Em causa estava pedido de suspensão do artigo 16 da Lei das Finanças Regionais, conforme era pretensão da Madeira.

No concreto, refere-se ao limite de endividamento, que a Região pretendia que fosse suspenso, de forma a iniciar operações de financiamento para suporte de medidas de apoio às empresas e às famílias madeirenses, neste período de crise de saúde pública, que é também já de crise e económica, com previsões ‘dramáticas’ para o pós-covid.

O documento foi emanado da bancada do CDS. Os centristas recomendavam ao Governo que fossem suspensas, em 2020, a aplicação das regras de equilíbrio orçamental previstas na Lei das Finanças das Regiões Autónomas (LFRA), bem como que fosse excecionado "da contabilização da dívida total de cada região autónoma o valor dos empréstimos destinados ao financiamento de ações de reconstrução e recuperação de atividades económicas e sociais" afetadas pela pandemia.

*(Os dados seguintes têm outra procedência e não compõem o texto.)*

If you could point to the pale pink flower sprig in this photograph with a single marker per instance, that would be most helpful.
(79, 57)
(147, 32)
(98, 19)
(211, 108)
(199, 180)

Na exposição de motivos, o CDS elencou que um dos sectores "que será fortemente afetado pela atual crise" será o do turismo, sendo este responsável na Madeira por "cerca de 25% do PIB regional" e pelo emprego de "cerca de 20 mil pessoas".

"Também a Região Autónoma dos Açores, pela sua natureza arquipelágica e devido à sua dispersão geográfica, necessitará de implementar várias medidas, nomeadamente a nível económico, de auxílio às empresas dos sectores mais afetados, que poderão impedir o cumprimento" dos limites estabelecidos na LFRA.

Sem moratória na dívida

No mesmo pacote, no documento levado a debate e votação pelo CDS, estava também inserido um outro pedido da RAM, no caso para uma moratória no pagamento da dívida contraída junto ao Estado.

Recorde-se que para julho e janeiro próximos estão agendadas duas tranches, cada uma delas no valor de 48,5 milhões de euros, num global, nestes próximos 10 meses, de 97 milhões de euros, 36 milhões dos quais só de juros, que a Região tentaria redirecionar para outras áreas emergentes.

Face ao sentido de voto, para já, terá mesmo, também que cumprir esses pagamentos nos prazos já pré-estabelecidos.